Zoll-Update 2012 26. Januar 2012, Filharmonie Filderstadt

Erfreuliche Ausstellerzahlen Die nächste High-Tex from Germany findet vom 12. bis 14. März 2012 im Rahmen der Techtextil Russia statt, der führenden internationalen Fachmesse für Technische Textilien, Vliesstoffe und Schutzbekleidung in Russland. Laut Messe Frankfurt, werden sich 53 deutsche Teil­nehmer präsentieren − 45 von ihnen sind Anbieter von Vliesstoffen, Technischen Textilien und Forschungsinstitute. Daneben stellen acht Textilmaschinenhersteller aus. Die Forschungsinstitute werden zusätzlich ein eintägiges Wissenschaftssymposium veranstalten. Damit die Veranstaltung für alle Beteiligten zu einem großen Erfolg wird, gibt es für die Aussteller Angebote, die über die Besonderheiten des russischen Marktes informieren. Bei einem Vorbereitungsseminar erfahren die Teilnehmer so von hochrangigen Fachreferenten alles Wissenswerte zu den Themen Zoll, Transport, technische Regulier­ungen und bürokratische Anforderungen. Zum Rahmenprogramm zählt außerdem ein Matchmaking-Event mit potenziellen russischen Geschäftspartnern, das von Igor Salomakhin, dem Leiter des verbandlichen Verbindungsbüros RETA in Moskau, geleitet wird.

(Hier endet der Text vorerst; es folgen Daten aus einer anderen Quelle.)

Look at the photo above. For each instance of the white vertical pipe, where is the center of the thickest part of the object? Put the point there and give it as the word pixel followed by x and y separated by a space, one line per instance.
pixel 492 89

Die „High-Tex from Germany“ wird hochrangig begleitet: Aus Deutschland haben bereits Ernst Burgbacher, Parlamentarischer Staatssekretär und Beauftragter der Bundesregierung für Mittel‑ stand und Tourismus im Bundes‑ ministerium für Wirtschaft und Technologie (BMWi) sowie Holger Lösch, Mitglied der Hauptgeschäftsführung des Bundesverbandes der Deutschen Industrie (BDI) zugesagt. Erstmals wurde die High-Tex from Germany im Januar 2000 in Atlanta durchgeführt, es folgten Veranstaltungen in Shanghai sowie in Mumbai. Veranstalter der High-Tex from Germany ist das BMWi in Zusammenarbeit mit dem AUMA und unterstützt vom Gesamtverband textil+mode.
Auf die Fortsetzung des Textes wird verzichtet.